Let me say what Harald, Bill, and others have said from a
different perspective and a little more strongly.  

Once upon a time, before the web and before we could assume that
almost every node connected to the network was well-connected
(end to end) with just about every other node,  the most common
method for transmitting command instructions from one host to
another (or a device connected to another) involved email
messages that could be received, stored, and forwarded by
intermediaries.  In many cases, local-part addresses were used
to encode information and to secure and/or authenticate the
commands with what amounted to shared-secret encryption and
anti-reply coding.

It may be worth noting that some very similar techniques have
emerged in the "delay-tolerant networking" area.  If one cannot
do end-to-end (or end-to-closely-coordinated-surrogate)
handshakes, there aren't that many options.

Those applications led to some email local parts that were truly
bizarre if one assumed that local parts are some stable
variation on a user name or ID/handle.  Worse, not only are
strings that look remarkably like IDNA ACEs plausible, it is
impossible to do the equivalent of sweeping the DNS tree or
inquiring of top-level registries to give some confidence that
choices are being made that don't conflict with existing uses
(such sweeps and questions were part of the process of selecting
the ACE prefix, and some candidate prefixes were eliminated on
the basis of existing usage).

There is at least anecdotal evidence that methods using local
parts to transmit command and control information (either coded
into the local-part or using the local part to authenticate the
message payload) have not dropped out of use, even though their
presence as a percentage of messages on the Internet has
certainly dropped.

For better or worse, little of this stuff is written down in,
e.g., the RFC series.  At least some of the reason is that many
similar, but certainly not identical, mechanisms have been
invented over and over again in different places and rely on
"security by (often rather extreme) obscurity", rather than
cryptographic integrity... but that doesn't make them less
problematic from our standpoint.

Those mechanisms are among the reasons why the email community
established the very strong "only the receiving system can
interpret a local part and it MUST NOT be messed with in
transit" rules that appear in RFC 5321 and its predecessors and
has been unwilling to change them.  IMO, even if this WG reached
the conclusion that such tag-identified encodings were a good
idea, the proposal would be destroyed on IETF Last Call.

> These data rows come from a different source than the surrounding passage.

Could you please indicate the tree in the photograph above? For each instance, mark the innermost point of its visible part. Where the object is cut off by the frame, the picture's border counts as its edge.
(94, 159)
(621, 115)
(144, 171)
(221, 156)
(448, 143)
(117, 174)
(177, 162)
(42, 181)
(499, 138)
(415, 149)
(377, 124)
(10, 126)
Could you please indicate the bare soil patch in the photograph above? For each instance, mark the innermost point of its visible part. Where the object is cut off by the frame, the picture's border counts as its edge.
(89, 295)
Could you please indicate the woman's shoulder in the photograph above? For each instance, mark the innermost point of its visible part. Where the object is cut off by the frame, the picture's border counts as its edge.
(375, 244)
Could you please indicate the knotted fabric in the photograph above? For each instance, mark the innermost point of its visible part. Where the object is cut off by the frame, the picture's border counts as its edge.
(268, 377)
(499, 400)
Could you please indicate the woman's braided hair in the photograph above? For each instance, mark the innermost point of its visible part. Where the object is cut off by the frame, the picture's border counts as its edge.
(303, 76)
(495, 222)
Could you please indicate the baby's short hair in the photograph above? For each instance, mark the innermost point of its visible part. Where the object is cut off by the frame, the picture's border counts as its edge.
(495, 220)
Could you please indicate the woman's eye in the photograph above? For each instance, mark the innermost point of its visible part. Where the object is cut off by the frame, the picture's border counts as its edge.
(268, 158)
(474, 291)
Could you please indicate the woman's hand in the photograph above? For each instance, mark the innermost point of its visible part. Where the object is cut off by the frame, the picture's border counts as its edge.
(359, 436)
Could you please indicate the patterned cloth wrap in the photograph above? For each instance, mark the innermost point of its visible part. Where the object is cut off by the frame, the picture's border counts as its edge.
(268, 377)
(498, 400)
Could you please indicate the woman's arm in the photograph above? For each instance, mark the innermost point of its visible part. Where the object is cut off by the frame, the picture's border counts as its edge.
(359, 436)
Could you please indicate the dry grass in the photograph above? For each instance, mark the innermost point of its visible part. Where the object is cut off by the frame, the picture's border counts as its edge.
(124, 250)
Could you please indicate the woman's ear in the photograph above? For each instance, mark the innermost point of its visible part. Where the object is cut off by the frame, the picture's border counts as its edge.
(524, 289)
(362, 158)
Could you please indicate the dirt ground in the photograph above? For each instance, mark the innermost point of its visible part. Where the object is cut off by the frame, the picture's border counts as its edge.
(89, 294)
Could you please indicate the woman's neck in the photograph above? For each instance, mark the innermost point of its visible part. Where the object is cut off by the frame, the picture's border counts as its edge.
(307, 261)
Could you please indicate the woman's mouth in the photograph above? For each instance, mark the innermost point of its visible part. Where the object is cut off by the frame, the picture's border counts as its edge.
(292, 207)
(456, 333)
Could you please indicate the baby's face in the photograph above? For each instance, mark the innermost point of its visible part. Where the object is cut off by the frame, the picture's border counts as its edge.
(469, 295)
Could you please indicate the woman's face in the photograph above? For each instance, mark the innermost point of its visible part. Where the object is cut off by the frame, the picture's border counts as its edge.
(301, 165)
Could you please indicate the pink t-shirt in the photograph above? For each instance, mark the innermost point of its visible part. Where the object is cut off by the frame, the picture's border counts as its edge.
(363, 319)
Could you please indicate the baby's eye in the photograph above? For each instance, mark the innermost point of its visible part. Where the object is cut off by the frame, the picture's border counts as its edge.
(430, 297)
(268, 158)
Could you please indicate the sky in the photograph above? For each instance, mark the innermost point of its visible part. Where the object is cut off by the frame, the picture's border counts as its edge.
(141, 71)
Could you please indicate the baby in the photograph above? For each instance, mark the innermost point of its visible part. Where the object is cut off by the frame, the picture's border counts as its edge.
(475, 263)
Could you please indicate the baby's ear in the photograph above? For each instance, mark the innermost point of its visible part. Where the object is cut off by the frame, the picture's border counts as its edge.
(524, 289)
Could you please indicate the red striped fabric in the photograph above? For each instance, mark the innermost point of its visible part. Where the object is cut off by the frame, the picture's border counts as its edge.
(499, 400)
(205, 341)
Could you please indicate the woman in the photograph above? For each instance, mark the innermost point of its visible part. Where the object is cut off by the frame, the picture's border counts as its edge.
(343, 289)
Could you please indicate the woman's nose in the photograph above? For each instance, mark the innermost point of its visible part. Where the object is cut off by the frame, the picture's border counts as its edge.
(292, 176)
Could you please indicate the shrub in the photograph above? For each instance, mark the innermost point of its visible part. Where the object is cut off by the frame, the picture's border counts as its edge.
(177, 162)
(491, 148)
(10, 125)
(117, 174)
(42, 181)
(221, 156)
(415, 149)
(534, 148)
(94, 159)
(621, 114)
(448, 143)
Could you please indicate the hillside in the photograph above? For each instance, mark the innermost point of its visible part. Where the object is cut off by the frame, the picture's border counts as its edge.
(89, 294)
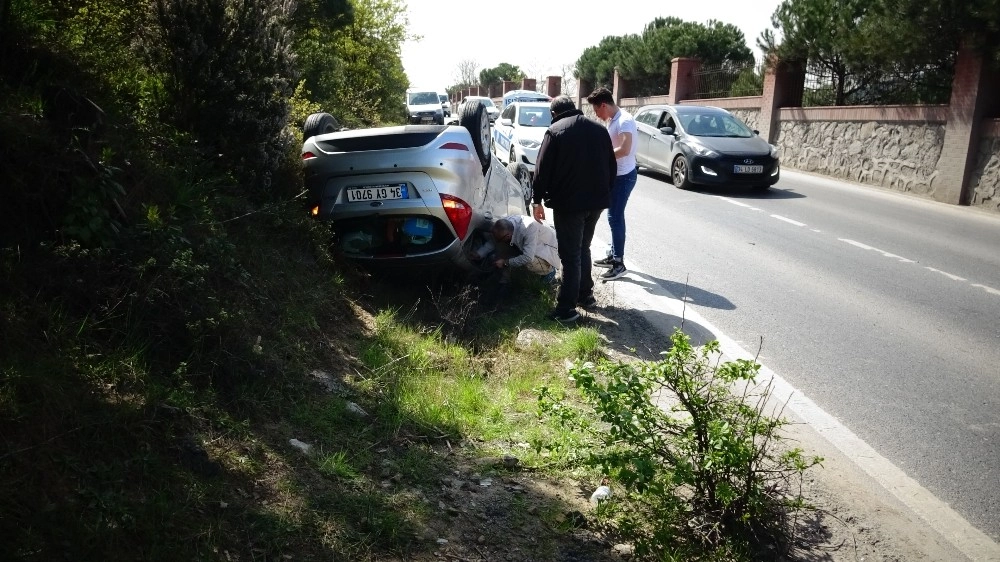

Finally, while such address-encoded information is certainly
still in use, the odds of showing up on, e.g., a search through
Google databases are just about zip --the data aren't archived,
the messages don't refer to each other, many of the addresses
are one-time-use, and natural language processing mechanisms
don't work because these addresses are about as far from natural
language as one can get.  And, finally, anyone who can't
dedicate a host, or at least a domain or primary address and
family of subaddresses, under their control to the particular
control tasks at issue is just not in the game... so the more
relevant and sophisticated methods are not using public/free
email systems of the AOL/ Hotmail/ Gmail/ Yahoo/ etc persuasions.

It just isn't a worthwhile path to try to follow.